Ilaçlar. Biyoteknolojik Yatırım: Bu Risk Altında mı?

Mosquitos, malaria and education | Bill Gates (Kasım 2024)

Mosquitos, malaria and education | Bill Gates (Kasım 2024)
Ilaçlar. Biyoteknolojik Yatırım: Bu Risk Altında mı?
Anonim

Farmasötik (ilaç) ya da biyoteknoloji stoklarına yatırım yapma kararı, şirketin temel işlemleri ve ürünleri ile piyasadaki menkul kıymetlerin ticareti hakkında keskin bir bilgiye sahip olmadığınız sürece kafa karıştırıcı bir konudur.

İlaç şirketleri büyükten küçüğüne değişir ve araştırma ve geliştirme (Ar-Ge) 'ten imalat ve pazarlama ilaçlarına kadar geniş bir yelpazede faaliyetler yürütürler. İlaç firmaları üreten bileşikler, kimyasal veya bitki sentezine dayalı küçük moleküllerdir.

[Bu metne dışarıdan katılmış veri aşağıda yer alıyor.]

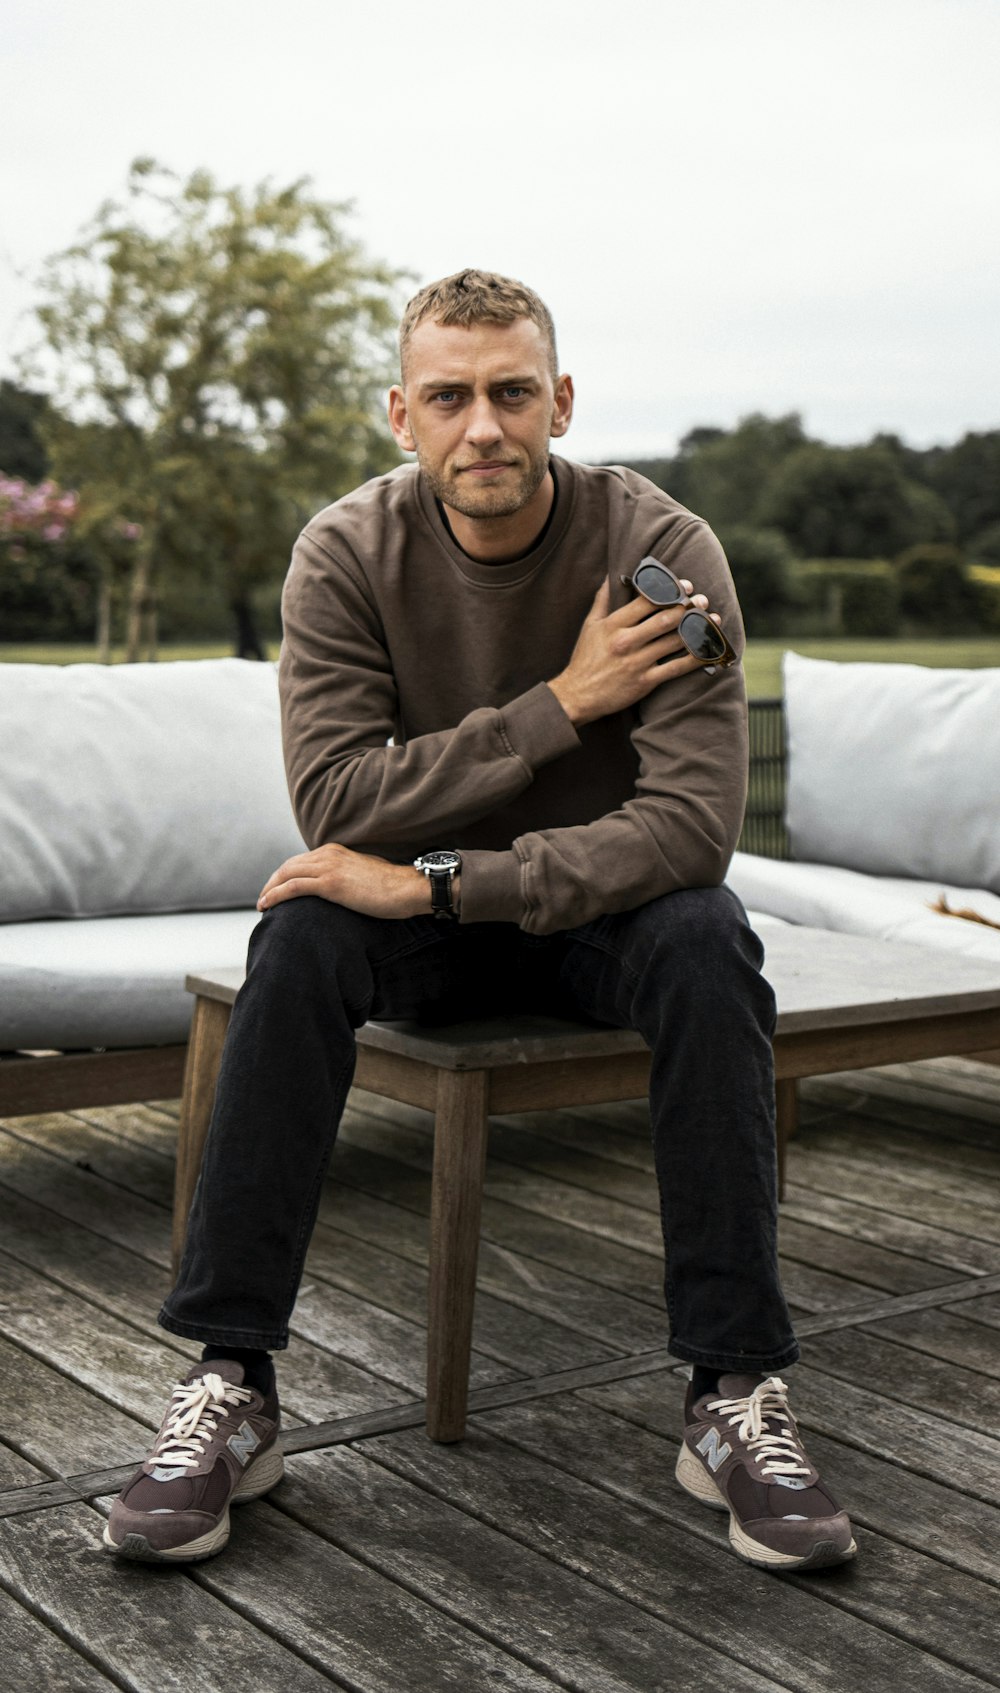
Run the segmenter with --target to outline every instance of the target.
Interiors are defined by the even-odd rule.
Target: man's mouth
[[[512,469],[509,459],[479,459],[475,464],[460,466],[463,474],[468,476],[496,476],[502,470]]]

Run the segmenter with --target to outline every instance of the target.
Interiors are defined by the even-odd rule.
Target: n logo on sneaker
[[[256,1452],[260,1445],[260,1436],[254,1434],[249,1423],[241,1423],[236,1433],[229,1436],[226,1445],[233,1457],[238,1458],[245,1468],[251,1455]]]
[[[728,1440],[720,1446],[718,1429],[710,1428],[699,1440],[697,1450],[702,1454],[714,1475],[720,1464],[724,1464],[729,1457],[732,1447]]]

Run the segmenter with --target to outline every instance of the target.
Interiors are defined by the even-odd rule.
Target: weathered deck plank
[[[17,1693],[112,1693],[118,1686],[2,1588],[0,1638],[8,1685]]]
[[[995,1667],[992,1587],[874,1535],[865,1536],[863,1563],[815,1578],[808,1599],[802,1584],[761,1572],[734,1583],[724,1520],[673,1482],[676,1441],[647,1434],[623,1465],[614,1419],[581,1415],[568,1395],[482,1420],[490,1435],[505,1438],[477,1433],[465,1452],[451,1453],[393,1435],[366,1452],[584,1580],[708,1644],[724,1639],[733,1657],[803,1693],[828,1689],[832,1664],[840,1686],[870,1693],[935,1685],[928,1653],[946,1652],[972,1674]],[[627,1497],[614,1486],[626,1473]],[[873,1622],[900,1638],[881,1639]],[[942,1682],[951,1684],[950,1677]]]
[[[327,1673],[189,1576],[116,1564],[100,1549],[100,1530],[100,1513],[86,1505],[0,1522],[0,1585],[77,1643],[117,1686],[232,1693],[238,1663],[250,1687],[328,1693]]]
[[[903,1069],[803,1088],[791,1379],[861,1555],[785,1581],[734,1560],[673,1480],[683,1380],[642,1103],[495,1121],[475,1374],[494,1408],[438,1448],[414,1403],[430,1119],[352,1096],[279,1370],[293,1450],[325,1444],[189,1572],[117,1566],[110,1501],[82,1502],[118,1485],[196,1351],[155,1322],[176,1103],[0,1124],[19,1693],[228,1690],[234,1662],[291,1693],[1000,1686],[1000,1072]]]
[[[381,1444],[381,1443],[379,1443]],[[423,1442],[428,1451],[435,1449]],[[440,1450],[437,1449],[440,1458]],[[752,1669],[642,1606],[581,1583],[558,1559],[497,1532],[357,1453],[295,1460],[281,1509],[563,1685],[650,1693],[683,1682],[770,1688]],[[498,1604],[500,1594],[505,1602]],[[669,1672],[666,1666],[669,1665]]]

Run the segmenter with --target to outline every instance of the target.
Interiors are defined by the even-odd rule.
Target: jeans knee
[[[249,972],[281,985],[314,983],[358,951],[357,913],[304,895],[266,911],[250,937]],[[361,947],[363,951],[363,946]]]
[[[679,987],[689,1004],[716,1015],[749,1012],[773,1028],[774,992],[762,976],[764,949],[729,888],[690,888],[645,908],[643,987],[661,1003]]]
[[[763,948],[740,901],[730,888],[681,888],[642,908],[641,926],[651,951],[698,959],[737,957],[760,967]]]

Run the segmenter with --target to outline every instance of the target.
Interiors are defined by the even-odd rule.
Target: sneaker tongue
[[[188,1371],[185,1379],[197,1381],[200,1376],[209,1375],[221,1376],[223,1381],[230,1382],[233,1387],[243,1386],[243,1365],[238,1364],[235,1358],[204,1358],[194,1369]]]
[[[720,1376],[717,1397],[719,1399],[748,1399],[754,1388],[759,1387],[761,1382],[767,1381],[767,1379],[767,1376],[762,1375]]]

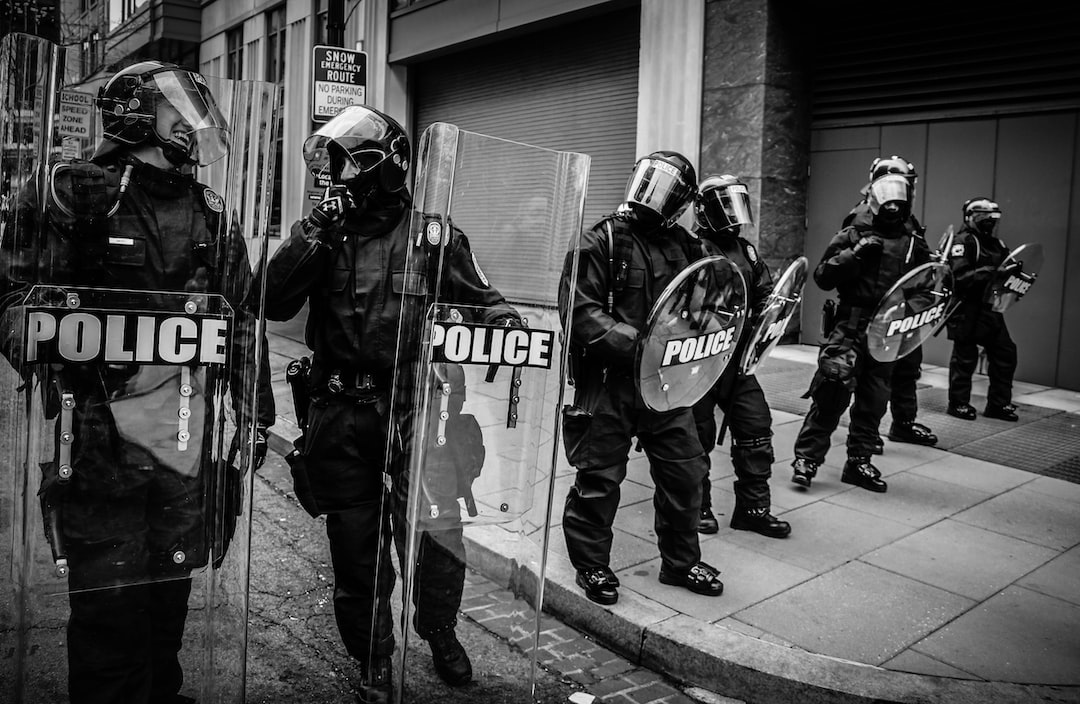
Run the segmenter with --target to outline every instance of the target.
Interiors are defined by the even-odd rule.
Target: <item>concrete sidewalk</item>
[[[299,319],[270,326],[279,452],[296,435],[283,370],[307,353],[301,332]],[[660,584],[652,484],[635,454],[615,522],[612,568],[623,586],[619,602],[602,607],[574,585],[565,558],[558,522],[573,470],[563,463],[545,611],[631,662],[700,688],[704,700],[715,692],[747,702],[1080,702],[1080,484],[971,456],[979,451],[887,443],[875,463],[888,493],[840,483],[843,447],[803,490],[789,481],[802,418],[778,407],[797,405],[813,360],[812,348],[781,347],[759,371],[774,408],[773,512],[792,523],[790,538],[727,528],[720,514],[734,505],[733,474],[726,448],[717,449],[722,527],[702,536],[702,552],[721,569],[724,595]],[[923,381],[927,395],[940,391],[942,370],[927,368]],[[1080,442],[1080,394],[1017,390],[1017,402],[1029,404],[1021,412],[1040,424],[980,417],[965,432],[1037,431],[1027,441],[1050,454]],[[950,444],[934,420],[942,447],[977,444]],[[1060,436],[1043,437],[1048,429]],[[842,428],[834,443],[844,438]],[[513,555],[492,536],[467,531],[484,571],[505,573]]]

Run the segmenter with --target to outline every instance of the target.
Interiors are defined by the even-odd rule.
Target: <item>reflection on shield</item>
[[[507,701],[531,701],[569,337],[557,286],[564,262],[576,268],[589,157],[435,123],[416,163],[404,279],[417,285],[402,304],[390,404],[400,446],[387,453],[412,596],[395,696],[415,696],[407,673],[430,667],[418,636],[457,619],[473,569],[519,597],[507,627],[532,668]],[[463,280],[506,303],[462,300]]]
[[[645,405],[694,405],[720,378],[746,322],[746,282],[734,262],[699,259],[668,284],[638,338],[636,382]]]
[[[870,355],[879,362],[895,362],[914,352],[945,323],[952,296],[952,271],[942,262],[920,264],[900,277],[870,320]]]
[[[784,271],[780,280],[773,286],[765,309],[757,321],[757,326],[750,333],[746,349],[743,351],[739,370],[746,375],[753,374],[759,364],[764,362],[784,336],[791,316],[799,308],[803,286],[806,284],[806,257],[799,257]]]
[[[1041,244],[1022,244],[1005,257],[986,290],[990,309],[1004,313],[1031,289],[1043,265]]]
[[[263,351],[250,284],[279,89],[207,79],[228,151],[196,173],[208,188],[192,187],[191,270],[166,286],[140,266],[151,230],[134,231],[119,176],[43,168],[59,158],[62,55],[39,37],[0,40],[0,134],[17,136],[0,194],[0,452],[15,475],[0,488],[13,593],[0,601],[0,682],[11,701],[67,701],[69,663],[157,657],[149,634],[168,619],[181,694],[240,702]]]

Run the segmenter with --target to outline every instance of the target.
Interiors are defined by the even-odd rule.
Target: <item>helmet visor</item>
[[[679,216],[690,202],[693,186],[682,173],[660,159],[642,159],[630,176],[626,200],[659,213],[665,220]]]
[[[150,77],[147,87],[161,94],[159,110],[166,105],[179,114],[180,119],[173,124],[161,124],[159,112],[157,129],[167,131],[163,138],[186,149],[199,166],[212,164],[228,153],[229,125],[206,79],[191,71],[162,71]]]
[[[714,188],[702,197],[707,209],[723,212],[729,226],[754,224],[754,216],[750,212],[750,193],[743,184],[733,183],[723,188]]]
[[[362,105],[351,105],[304,141],[304,161],[312,174],[330,177],[327,147],[333,142],[345,150],[361,173],[370,171],[389,156],[380,145],[394,130],[382,115]]]
[[[875,206],[874,212],[877,212],[876,206],[890,201],[907,203],[910,192],[911,184],[906,177],[888,174],[870,184],[870,204]]]

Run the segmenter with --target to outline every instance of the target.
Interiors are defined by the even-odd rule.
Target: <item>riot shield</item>
[[[953,296],[952,271],[927,262],[900,277],[882,297],[866,331],[870,355],[895,362],[914,352],[946,319]]]
[[[1004,313],[1023,298],[1043,265],[1042,245],[1022,244],[1005,257],[986,289],[986,302],[996,313]]]
[[[14,657],[0,679],[15,702],[142,688],[241,702],[254,431],[272,413],[253,273],[279,89],[192,79],[220,111],[223,149],[167,176],[122,148],[53,153],[46,95],[61,86],[26,72],[42,51],[9,36],[0,57],[8,98],[12,80],[37,81],[19,148],[46,155],[19,161],[0,243],[0,443],[14,470],[0,493],[14,518],[0,638]],[[12,109],[5,119],[25,117]]]
[[[754,331],[750,333],[749,342],[743,351],[742,360],[739,363],[739,370],[743,374],[753,374],[784,336],[788,322],[798,310],[799,302],[802,300],[807,266],[806,257],[799,257],[791,263],[773,286],[761,318],[757,321]]]
[[[638,393],[654,411],[689,408],[735,354],[746,323],[746,282],[728,258],[699,259],[653,304],[638,338]]]
[[[501,696],[532,701],[567,364],[557,286],[576,267],[589,157],[436,123],[416,163],[387,450],[395,696],[431,681],[413,676],[432,667],[423,641],[454,628],[475,570],[516,596],[506,633],[530,667]]]

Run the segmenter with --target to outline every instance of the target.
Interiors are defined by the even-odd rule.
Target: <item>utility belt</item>
[[[359,369],[329,369],[313,374],[312,392],[317,395],[352,396],[373,391],[389,391],[393,374]]]

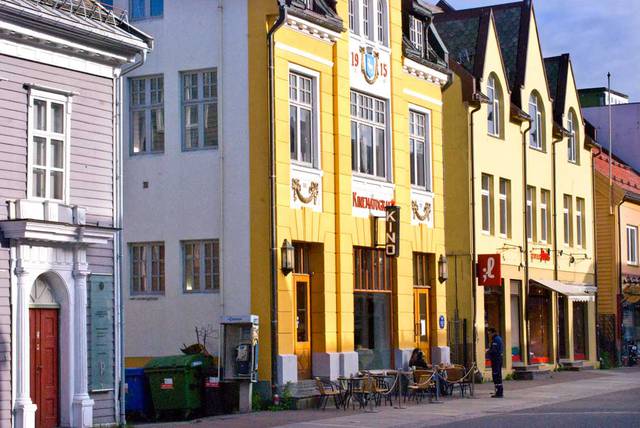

Diğer taraftan, biyoteknoloji şirketleri, birkaçı hariç olmak üzere, genelde ilaçların Ar-Ge'ye giren küçük işletmelerdir. Bu şirketler, hücrelerin işlevini yeniden oluşturmak için biyoteknoloji kullanıyor; belirli bir amaç için kullanılan büyük moleküllü ilaçları geliştirmek için mikroorganizmaları ve enzimleri kullanıyorlar. Biyoteknikler, hücresel işlemleri taklit etmekteler, araştırma ve geliştirme sürecinden geçen süre çok uzun, ortalama 10-15 yıl.

Her ikisi için Ar-Ge süreci, belirli veriler sağlayan birçok klinik test çalışmalarını içerir. Bu denemeler "kör" yani şirketler ne de yatırımcılar sonuçlarla ilgili hiçbir bilgiye sahip değil.

Ar-Ge ve Stok Etkisi

Biyoteknoloji şirketleri, gelişme sürecinde yalnızca bir ila birkaç bileşikle küçük olma eğilimindedir. Bu şirketlerin çoğu kayıpla çalışıyor çünkü gelişme zamanı çok uzun ve Ar-Ge süreçleri aşırı maliyetlidir. Bu dinamik biyoteknoloji şirketleri, genellikle risk sermayesi, üniversite, ilaç şirketi veya hükümet aracılığıyla mali destek için ortak bulma eğilimindedir.

Buna rağmen, bir şirketin bileşimi klinik araştırmalarda "son noktalar" (beklenen veriler) karşılanmazsa, hisse senetleri düşebilir. Ancak, bitiş noktaları aşılırsa, hisse senetleri çok kat artabilir. Sonuç olarak, biyoteknoloji şirketlerinde yatırımcılar büyük bir oynaklığa müsamaha göstermeye isteklidirler.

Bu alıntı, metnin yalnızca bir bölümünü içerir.